Key Takeaways for Decision Makers
RENTER/SELLER: When pricing assets, relying on average list prices from resale websites can lead to skewed results. Many listings have already been listed for sale for an extended period of time and may not reflect current market conditions.
EQUIPMENT MANAGER: Due to depreciation and overhead costs, you’ll have better bargaining power when negotiating a price for equipment that takes longer to sell. On the other hand, dealers have less incentive to compromise on equipment that’s in high demand and sells quickly.
Heavy equipment sellers know finding the right buyer for a piece of machinery can take time. Although adjustments might be made to the price or description in order to attract more customers, the asset can remain on the market for weeks, months, or even longer.
How many assets remained on the market for at least one year? To answer that question, we began with two datasets. The first contained sales listings recorded from January to April of 2016, while the second contained listings from April 2017. By comparing the two groups of data, we identified thousands of pieces of equipment that were on the market in 2016 and were still listed for sale 12 to 15 months later.
Serial numbers played a critical role in the analysis. After all, there’s nothing surprising about seeing a dealer list multiple assets with the same make, model, and model year. But in each case, the serial number is unique, allowing us to determine whether we’re really looking at the same unit at two different periods of time. Advertisements that did not include serial numbers were excluded from the analysis.
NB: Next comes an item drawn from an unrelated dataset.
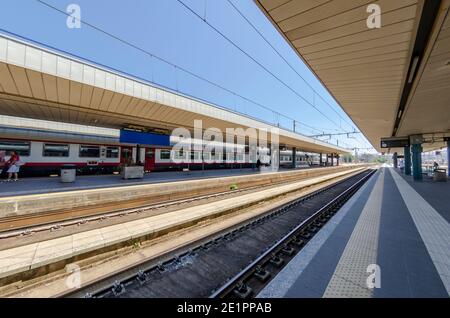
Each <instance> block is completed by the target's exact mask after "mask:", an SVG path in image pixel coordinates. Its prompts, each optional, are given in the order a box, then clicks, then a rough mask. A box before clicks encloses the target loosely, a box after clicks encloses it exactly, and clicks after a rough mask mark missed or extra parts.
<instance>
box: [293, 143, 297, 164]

Furthermore, focus was narrowed to twelve of the most common equipment types in the construction space, leaving 130,000 unique pieces of equipment to classify.
Overall, about 18% of assets on the market last year were also seen in Q2 of 2017. The remaining 82% were no longer listed for sale. In many cases, this is because the individual pieces of equipment were sold through the private market or at auction. Other possibilities are that the dealer chose to rent the unit rather than sell it or simply removed the advertisement. In general, a low percentage of units listed in both years speaks to a dealer’s ability to sell that kind of equipment.
In the graph above, note that the percentage of slow-selling assets was much lower for small equipment like compact excavators, skid steers, and compact track loaders. On the other hand, rear dumps and graders were especially likely to remain on the market for a year or more. Given the wide variety of applications calling for compact equipment, it’s no surprise that these units are in high demand. Compared to larger wheel loaders and dozers, the low price points also present less of an obstacle for buyers.
Large generator sets appear to be an anomaly until specific models are examined. The average price across the entire equipment type is comparable to pricing for compact track loaders and backhoes, but the largest power units often sell for $500,000 or more. You won’t find these pieces of equipment in every contractor’s fleet, and with lower demand, it’s logical that these units take time to sell.
At the manufacturer level, the breakdown showed similar variability. Of the manufacturers selected, Bobcat had the lowest percentage of units on the market in both 2016 and 2017. Out of the thousands of items available on the used market in Q1 2016, only 11% can still be found on resale platforms nationwide. Volvo and Takeuchi units proved harder to sell, but this is likely due to the types of equipment in question. Much of the Volvo equipment fell into the rear dump or wheel loader categories, which would not be expected to sell as quickly as Bobcat’s compact equipment.
Only Multiquip and Wacker had a higher proportions of slow selling assets. About 32% of Multiquip units were no longer on the market in 2017, leaving 68% yet to be sold. However, all of the Multiquip models considered here fell into one equipment type (Large Generator Sets), making it difficult to compare them to the other manufacturers. Wacker Neuson is a similar case. In general, differences at the manufacturer level can be attributed to product mix rather than inherent characteristics of the manufacturer.
The most interesting comparisons are made at the intersection of equipment type and manufacturer. Bobcat, Case, Caterpillar, Deere, and Volvo produce equipment in all four of the categories shown above and can be compared directly. No single manufacturer consistently had the highest or lowest percentage. For example, although Bobcat equipment in general tended to exit the market within a year, Deere’s compact excavators were less likely to be recorded in both years than their Bobcat counterparts. Unsurprisingly, the patterns are the same between compact track loaders and skid steers, with Case leading the pack.
With so many other factors at play, it is important not to assume that brand itself is causing items to sell quickly or slowly. Instead, these figures highlight the importance of examining how long as asset has been listed for sale when buying, selling, or conducting other research.